Causes of Methylation
Methylation is increased in obesity and diabetes; by insufficient sleep; in current smokers; by exposure to particulate air pollution; following a sedentary lifestyle; and by ingesting a diet devoid of nutrients; by eating genetically modified and processed foods foods containing antibiotics, pesticides, and hormones and by exposure to both physical and mental stress, including high intensity exercise. Changing these risk factors for methylation has been found to improve one’s biological age.
Improving Biological Age with Supplements
A small clinical study known as the thymus Regeneration, Immunorestoration, and Insulin Mitigation (TRIIM) trial tested 9 white men between 51 and 65 years of age to see if biological age could be reduced with the use of supplements. The study was conducted over the course of one year by the immunologist Gregory Fahy and his team at Intervene Immune in Los Angeles in conjunction with epigenetic monitoring by Steve Horvath.

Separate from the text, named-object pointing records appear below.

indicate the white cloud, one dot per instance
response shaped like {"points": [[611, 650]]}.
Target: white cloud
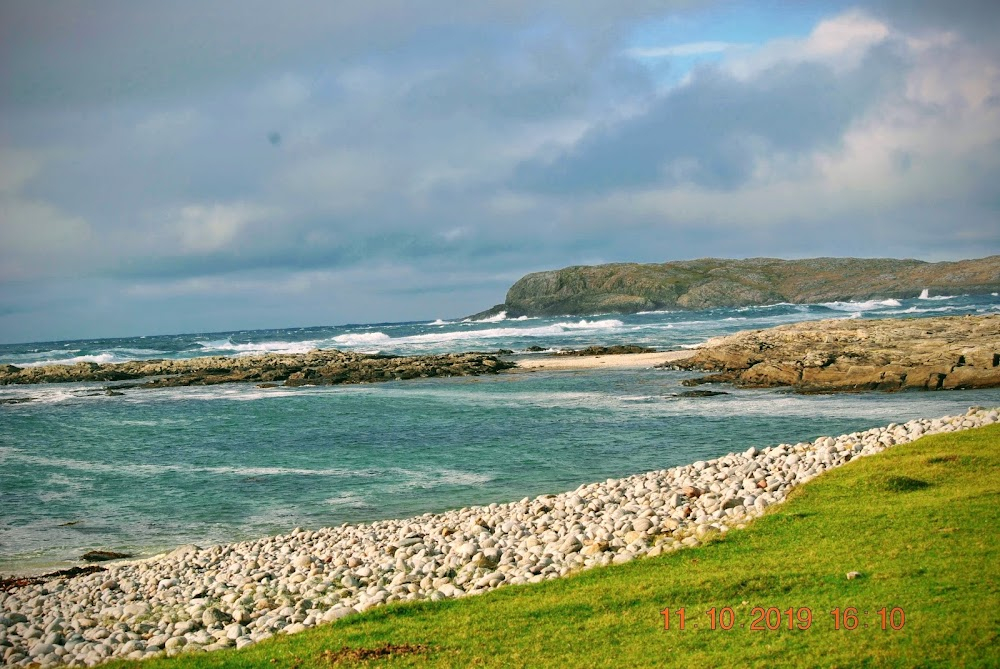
{"points": [[687, 49], [839, 42], [203, 228]]}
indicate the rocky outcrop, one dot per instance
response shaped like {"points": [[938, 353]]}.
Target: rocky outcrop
{"points": [[855, 355], [712, 282], [617, 349], [327, 367]]}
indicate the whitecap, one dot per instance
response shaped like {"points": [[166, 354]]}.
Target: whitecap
{"points": [[101, 358], [257, 348], [866, 305], [925, 295], [362, 339]]}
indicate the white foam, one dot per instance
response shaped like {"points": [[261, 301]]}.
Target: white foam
{"points": [[925, 295], [383, 340], [925, 310], [256, 348], [362, 339], [502, 316], [867, 305], [101, 358]]}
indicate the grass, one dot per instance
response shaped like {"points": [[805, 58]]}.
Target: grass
{"points": [[919, 522]]}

Because growth hormone helps regenerate the thymus, an organ essential for a strong immune system, growth hormone was used along with two anti-diabetic drugs, dehydroepiandrosterone (DHEA) and metformin, a drug long associated with reduced mortality from all causes. The study used magnetic resonance imaging (MRI) to measure changes in the thymus. They noted that in 7 subjects the fat stores that normally accumulate in the thymus gland with age were replaced with regenerated thymus tissue. Steve Horvath used 4 different epigenetic clocks to assess each subject’s biological age and found significant reversal for each participant with an average reduction of 2.5 years in their biological age. Tests conducted 6 months after the trial showed that the effects persisted.
By using chlorella to increase growth hormone, DHEA, and metformin I’m hoping to see similar results.
No Limit to Longevity
A team led by Sapienza University demographer Elisabetta Barbi and University of Roma Tre statitician Francesco Lagona found that the risk of death, which typically increases with age up to around age 80, levels off after age 105. Like if you’ve made it this far you’re doing something right. In this mortality plateau, the odds of someone living another year are 50:50. This team from Rome and other researchers have concluded that the risk of death flattens out in one’s ultra golden years, and consequently there is no upper threshold for the human lifespan.
Resources
Levine, Morgan, et, al. 2018. “An Epigenetic Biomarker of Aging for Healthspan and Lifespan. Aging 10, No. 4: 573-91 doi: 10.18632/aging.101414.